Сашук всплакнул и протер глаза. Жена была от него через три стенки барака, в пятнадцати, можно сказать, шагах, но ему казалось, что он сейчас один, а жена далеко, и потому он как-то особенно любил и жалел ее. Выпили за жену Сашука и вообще — за семью. Запели песню.
Через стенку им постучали — ночь уже.
— Цыц вы! — крикнул дядька Ваня. Они стали петь потише, но зато уж пели вволю. Сашук сказал:
— Ладно. Я с тобой, Ваня, останусь... Встретим их как надо.

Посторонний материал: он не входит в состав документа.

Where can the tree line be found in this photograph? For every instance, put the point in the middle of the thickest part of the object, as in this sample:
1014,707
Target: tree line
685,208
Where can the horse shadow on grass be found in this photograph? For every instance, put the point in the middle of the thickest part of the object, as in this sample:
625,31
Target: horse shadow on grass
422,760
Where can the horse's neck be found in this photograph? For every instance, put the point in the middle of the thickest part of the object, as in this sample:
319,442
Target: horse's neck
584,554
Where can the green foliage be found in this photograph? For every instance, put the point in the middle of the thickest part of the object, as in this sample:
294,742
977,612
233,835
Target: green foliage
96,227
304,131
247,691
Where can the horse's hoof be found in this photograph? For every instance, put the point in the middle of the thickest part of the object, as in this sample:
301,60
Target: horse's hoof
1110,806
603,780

— А знаешь, какая у меня мысль, Сашук?
— Ну?
— Вот жду я их. Знаю, что придут... И смелости тоже хватает. А нет-нет и мысль приходит: им-то терять уже нечего, а у меня дети.
— Это правильно, Ваня. Это очень правильно. Семья — это самое-самое.
— А с другой стороны: сколько ж их можно бояться?
— Тоже верно, Ваня. Очень верно.
— Вот то-то и оно!.. Ну, еще песню?
Первым захрапел Сашук. Он как сидел на кровати, привалившись к стене, так и заснул — только голову свесил и такие рулады выдавал сдавленным горлом, что дядька Ваня несколько раз просыпался. И опять засыпал, сидя и мало-помалу со стула сползая... Голос среди ночи был очень ясный и все тот же — лисий:
— Или спишь, родненький?
Дядька Ваня тут же открыл глаза. Сашук похрапывал. В окне был виден темноватый силуэт человека.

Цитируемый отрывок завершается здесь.